The libertarian moment has passed. It will not come again, and its defeat as a force in US politics will change the definitions of right, left and centre - not just in the US but also, the world.
The writer is senior fellow at the New America Foundation and author of The American Way of Strategy.
I dunno. Maybe Lind is right; on the other hand, by the time FDR had completed his task of prolonging a sharp recession into a decade-long major depression, the largely-libertarian Old Right -- led mostly by Taft, who represented a minority even among the minority Republicans -- seemed pretty much dead.
Then with the defeat of Goldwater, the libertarian wing of the Right was once again declared dead, to be replaced by Nixon/National Review Cold War conservatism. I remember Nixon's "we are all Keynsians now," and his establishment of the EPA and floating exchange rates. Yet a decade later Reagan managed to make some actual progress reducing the size of the Federal Government -- at least in terms of raw volume of regulations.
Then the managerial-bureaucratic mild conservatism of Bush I was followed by Clinton, to the huzzahs of the Left, who pronounced conservatism dead yet again, only to have Clinton "triangulate" and reestablish a Bush I bureaucratic hegemony.
Then Bush II ran -- as Republicans tend to run -- on a largely libertarian platform, similar oddly enough to FDR's 1932 Democratic platform, which called for reduced taxes and smaller government. W changed course -- partly voluntarily and partly forced by circumstances and politics -- so Lind's description of the current state is not inaccurate, unfortunately.
But it rather strikes me that there is a long history of declaring this or that political faction dead in the US, only to have it reappear.

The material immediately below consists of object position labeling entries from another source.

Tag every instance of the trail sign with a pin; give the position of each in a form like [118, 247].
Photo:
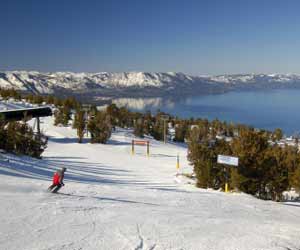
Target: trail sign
[229, 160]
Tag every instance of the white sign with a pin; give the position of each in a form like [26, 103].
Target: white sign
[224, 159]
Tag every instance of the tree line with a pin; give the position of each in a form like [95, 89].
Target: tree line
[265, 169]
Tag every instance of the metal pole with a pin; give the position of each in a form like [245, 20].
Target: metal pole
[38, 126]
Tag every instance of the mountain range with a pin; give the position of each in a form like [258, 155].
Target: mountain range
[93, 86]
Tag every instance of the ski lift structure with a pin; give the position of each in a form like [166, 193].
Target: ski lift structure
[20, 114]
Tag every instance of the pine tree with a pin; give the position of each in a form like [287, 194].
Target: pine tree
[100, 127]
[79, 124]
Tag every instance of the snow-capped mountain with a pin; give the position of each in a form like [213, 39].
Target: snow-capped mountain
[138, 83]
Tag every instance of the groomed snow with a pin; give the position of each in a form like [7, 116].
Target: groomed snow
[114, 200]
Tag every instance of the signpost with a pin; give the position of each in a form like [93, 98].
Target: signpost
[227, 160]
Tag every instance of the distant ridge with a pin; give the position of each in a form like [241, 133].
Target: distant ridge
[139, 83]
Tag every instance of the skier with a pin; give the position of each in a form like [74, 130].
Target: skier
[57, 182]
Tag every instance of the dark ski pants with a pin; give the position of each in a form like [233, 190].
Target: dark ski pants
[54, 188]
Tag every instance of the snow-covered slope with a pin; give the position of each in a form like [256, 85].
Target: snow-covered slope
[136, 83]
[113, 200]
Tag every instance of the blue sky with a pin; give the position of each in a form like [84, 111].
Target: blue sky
[191, 36]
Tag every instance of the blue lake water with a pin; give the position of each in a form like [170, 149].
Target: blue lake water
[269, 110]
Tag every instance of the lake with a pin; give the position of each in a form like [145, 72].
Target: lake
[269, 110]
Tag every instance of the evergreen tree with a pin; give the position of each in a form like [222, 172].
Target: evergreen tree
[79, 124]
[100, 127]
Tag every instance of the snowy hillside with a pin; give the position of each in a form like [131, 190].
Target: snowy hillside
[138, 83]
[113, 200]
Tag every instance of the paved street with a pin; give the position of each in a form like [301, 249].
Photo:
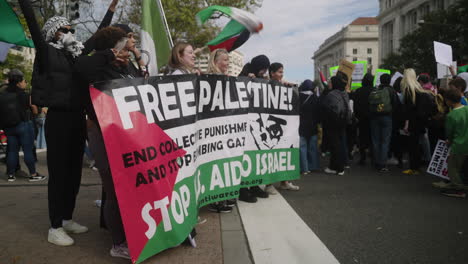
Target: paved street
[367, 217]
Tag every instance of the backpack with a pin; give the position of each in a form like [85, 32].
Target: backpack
[335, 108]
[380, 101]
[9, 110]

The Left was declared dead in '94, but the putative corpse still seems to twitch violently now and then.
So perhaps Lind is right -- but, as we say out here in Vegas, don't bet the farm on it...
Posted by: Craig Goodrich | Aug 29, 2006 at 08:59 AM
Hi, Im from Melbourne Australia.
These 2 related essays provide a comprehensive critique of so called libertarianism----and its devastating consequences.

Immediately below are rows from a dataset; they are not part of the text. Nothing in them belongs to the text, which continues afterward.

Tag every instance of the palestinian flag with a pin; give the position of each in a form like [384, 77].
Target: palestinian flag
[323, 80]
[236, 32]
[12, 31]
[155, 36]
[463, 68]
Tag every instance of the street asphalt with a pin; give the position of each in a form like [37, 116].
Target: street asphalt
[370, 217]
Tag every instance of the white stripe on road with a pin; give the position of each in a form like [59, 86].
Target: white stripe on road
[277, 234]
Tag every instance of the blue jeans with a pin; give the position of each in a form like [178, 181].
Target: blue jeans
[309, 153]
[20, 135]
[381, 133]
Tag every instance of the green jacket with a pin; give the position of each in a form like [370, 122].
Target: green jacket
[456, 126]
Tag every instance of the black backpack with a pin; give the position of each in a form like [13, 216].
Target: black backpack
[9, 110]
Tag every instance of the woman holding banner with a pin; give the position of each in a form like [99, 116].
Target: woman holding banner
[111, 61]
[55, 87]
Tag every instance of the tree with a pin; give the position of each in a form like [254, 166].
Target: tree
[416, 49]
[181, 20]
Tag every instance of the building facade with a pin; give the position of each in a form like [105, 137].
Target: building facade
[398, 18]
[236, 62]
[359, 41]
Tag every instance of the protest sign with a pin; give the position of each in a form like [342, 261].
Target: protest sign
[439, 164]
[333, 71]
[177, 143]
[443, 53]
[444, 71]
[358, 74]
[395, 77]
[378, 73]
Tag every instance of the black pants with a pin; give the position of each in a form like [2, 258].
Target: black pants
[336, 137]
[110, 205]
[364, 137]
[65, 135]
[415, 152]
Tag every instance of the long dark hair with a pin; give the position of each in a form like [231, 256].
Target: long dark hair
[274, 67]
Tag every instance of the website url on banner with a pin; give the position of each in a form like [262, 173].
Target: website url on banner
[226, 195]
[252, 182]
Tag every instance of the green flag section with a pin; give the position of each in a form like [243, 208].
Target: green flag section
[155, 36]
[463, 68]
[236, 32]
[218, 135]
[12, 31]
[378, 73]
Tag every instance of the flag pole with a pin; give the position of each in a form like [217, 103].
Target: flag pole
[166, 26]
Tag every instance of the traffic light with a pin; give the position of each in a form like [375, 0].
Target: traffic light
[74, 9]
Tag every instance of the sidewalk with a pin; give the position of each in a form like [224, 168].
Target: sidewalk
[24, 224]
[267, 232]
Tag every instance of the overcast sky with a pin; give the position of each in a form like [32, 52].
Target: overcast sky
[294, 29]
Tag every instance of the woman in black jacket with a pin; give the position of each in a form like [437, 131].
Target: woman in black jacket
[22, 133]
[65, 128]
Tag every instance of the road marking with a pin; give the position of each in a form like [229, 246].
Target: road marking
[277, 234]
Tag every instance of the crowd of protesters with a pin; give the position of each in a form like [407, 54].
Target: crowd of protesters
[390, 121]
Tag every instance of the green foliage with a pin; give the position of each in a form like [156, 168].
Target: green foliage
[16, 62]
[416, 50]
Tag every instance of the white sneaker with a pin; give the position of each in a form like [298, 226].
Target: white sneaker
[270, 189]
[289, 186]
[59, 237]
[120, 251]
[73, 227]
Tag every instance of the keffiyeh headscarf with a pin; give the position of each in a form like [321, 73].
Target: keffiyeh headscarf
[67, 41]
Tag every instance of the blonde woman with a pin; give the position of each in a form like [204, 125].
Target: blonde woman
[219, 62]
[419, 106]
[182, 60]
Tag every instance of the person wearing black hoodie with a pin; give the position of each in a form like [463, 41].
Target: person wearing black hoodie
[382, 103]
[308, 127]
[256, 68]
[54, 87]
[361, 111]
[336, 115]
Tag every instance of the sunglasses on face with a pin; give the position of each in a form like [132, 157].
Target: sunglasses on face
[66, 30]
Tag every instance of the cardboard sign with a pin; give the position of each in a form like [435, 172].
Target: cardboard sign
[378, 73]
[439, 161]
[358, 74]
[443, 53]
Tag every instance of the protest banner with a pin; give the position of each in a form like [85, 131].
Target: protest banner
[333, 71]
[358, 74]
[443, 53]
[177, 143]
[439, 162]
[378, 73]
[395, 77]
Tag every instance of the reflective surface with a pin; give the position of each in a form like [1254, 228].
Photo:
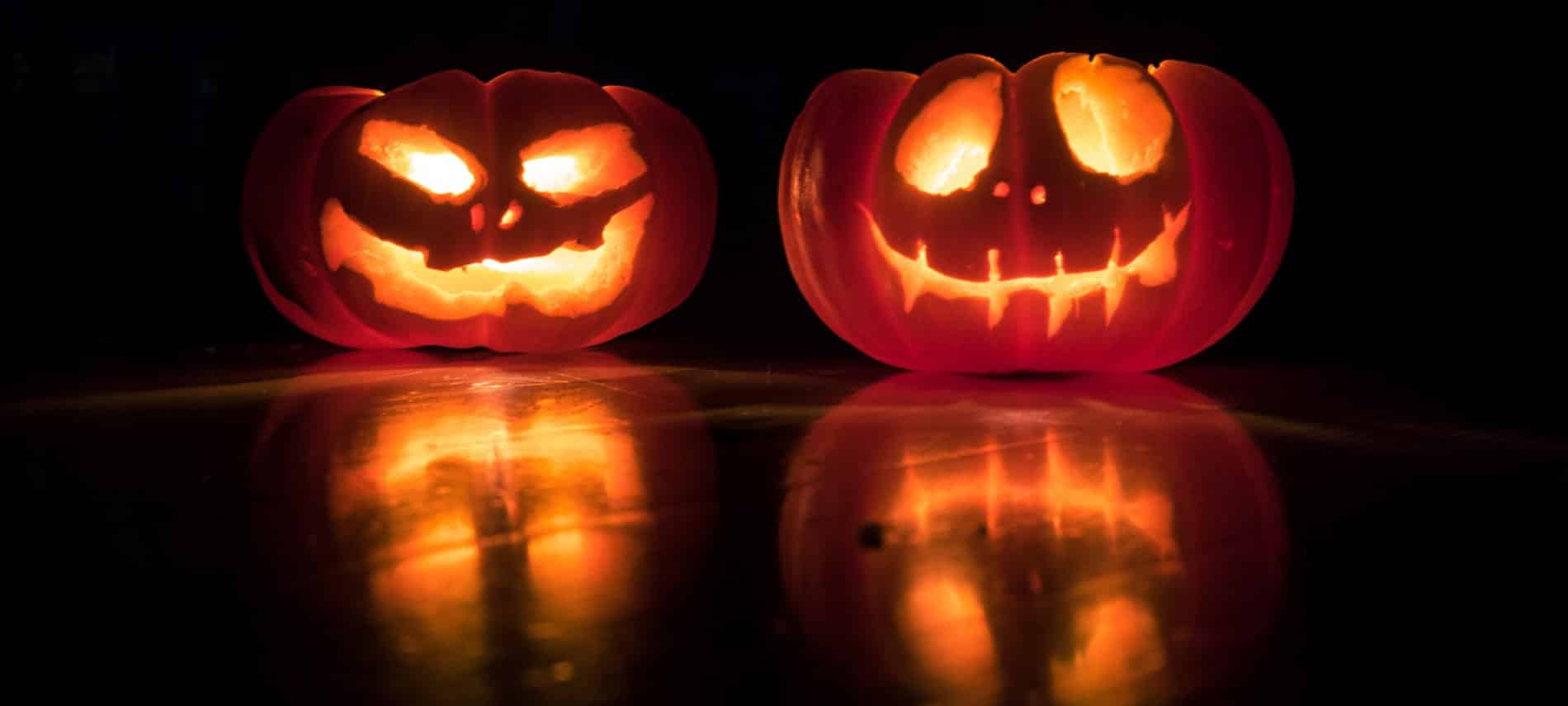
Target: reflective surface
[1095, 540]
[306, 526]
[515, 528]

1. www.dabase.net/freedom.htm
2. www.coteda.com (especially the Fundamentals section via the sidebar)
Posted by: John | Aug 30, 2006 at 04:35 AM
Craig, I think you have FDR mixed up with someone else. FDR's policy led to a 1% unemployment rate right before the war, leading to much greater happiness than at the beginning of his administration. Keynsianism was, in part, responsible for the immense prosperity we built until 1973.
Anyone who has gone to a public school, used a public road, or taken medicine or used the internet is the beneficiary of government largesse.
Look, I'm a libertarian in my private life. But when it comes to macro economics, "in the long run we are all dead" I'm not very patient with it.